We are not aware of the English courts having considered a MAC clause in the context of a single event affecting businesses across different sectors globally or regionally. Usually any alleged cause of a MAC is specific to the business in question – for example, an adverse court or tribunal judgment (as in Cukurova Finance v. Alfa Telecom [2013] UKPC 2) or an asset freeze (as in BNP Paribas S.A. v. Yukos Oil Co [2005] All ER (D) 281 (Jun)). However:

  • In 2001 the UK Takeover Panel ruled on the subject of a MAC condition in the context of the 9/11 terrorist attacks. WPP had made an offer for Tempus Group plc. WPP argued that the attacks had caused a MAC to occur. The Panel accepted that in certain circumstances a party could rely on economic change affecting a broad industry as the basis to invoke the MAC clause. However, a causal link still needed to be established between the unforeseen event and the adverse change to the relevant business.
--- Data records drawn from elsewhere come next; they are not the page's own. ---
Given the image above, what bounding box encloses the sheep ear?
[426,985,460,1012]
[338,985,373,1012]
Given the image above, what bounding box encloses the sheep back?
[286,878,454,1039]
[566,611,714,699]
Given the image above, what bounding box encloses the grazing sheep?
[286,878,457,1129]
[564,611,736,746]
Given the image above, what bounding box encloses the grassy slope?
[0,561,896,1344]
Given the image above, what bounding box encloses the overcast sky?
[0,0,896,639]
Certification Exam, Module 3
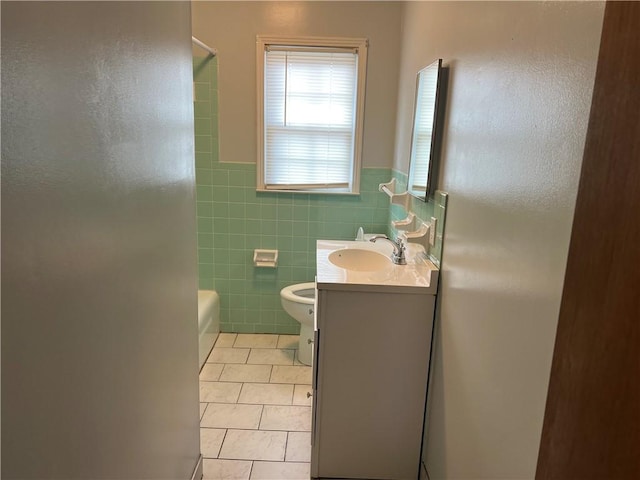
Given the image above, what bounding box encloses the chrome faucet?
[369,235,407,265]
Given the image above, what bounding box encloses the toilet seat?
[280,282,316,305]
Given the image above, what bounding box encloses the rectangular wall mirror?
[407,59,442,202]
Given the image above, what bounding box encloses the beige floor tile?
[220,430,287,461]
[207,347,251,363]
[215,333,238,348]
[270,365,312,384]
[220,364,271,383]
[278,335,300,349]
[233,333,278,348]
[247,348,295,365]
[251,462,311,480]
[284,432,311,462]
[291,385,313,407]
[293,350,310,367]
[200,403,264,429]
[238,383,293,405]
[200,428,227,458]
[202,458,252,480]
[200,382,242,403]
[200,363,224,382]
[258,405,311,432]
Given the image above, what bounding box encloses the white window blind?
[258,37,368,192]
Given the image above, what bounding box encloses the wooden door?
[536,2,640,480]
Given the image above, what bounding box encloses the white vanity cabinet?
[311,284,436,480]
Of course, this is a decision of a non-judicial body interpreting the City Code – courts may not take exactly the same approach.
  • In Socomex Limited v. BBL [1996] Lloyd's Law Reports 156 the court accepted, in the context of a loan agreement, that poor economic conditions across a specific industry in which the borrower operated (the coffee market) entitled the bank to "reasonably conclude that Socomex's ability to perform its obligations … had been materially and adversely affected". However, the case was decided on other grounds.

Our view is that it is possible for a single event with a global, regional or cross-sector effect (such as COVID-19) to be the ultimate cause of a MAC. However, despite the approach taken in Socomex, the burden of proof will generally be on the lender to show the actual effect on the borrower's business, rather than on businesses of a similar type to the borrower's.

Conclusion

There are broader reasons to believe that, for most borrowers, the MAC risk on account of COVID-19 is likely to be low, at least at this stage:

  • However broadly drafted a MAC definition is, and however adverse an event or circumstance is on a borrower's business, there will often be a degree of doubt about whether a particular event or circumstance falls within the scope of the definition. Where the agreement includes a loose subjective test of whether a MAC has occurred (i.e. whether the lender believes a MAC has occurred) rather than an objective test, a lender may feel more confident in its rights to trigger a MAC clause in some circumstances. However, lenders generally want certainty before calling events of default, so rarely seek to enforce MAC clauses. A breach of financial covenants will in most cases be a greater risk for affected borrowers.
  • More generally, we anticipate that, for relationship and reputational reasons, most lenders will be reluctant to take precipitous enforcement action against previously performing borrowers solely on account of COVID-19. The position may be different if an already struggling business has been pushed to the point of no return.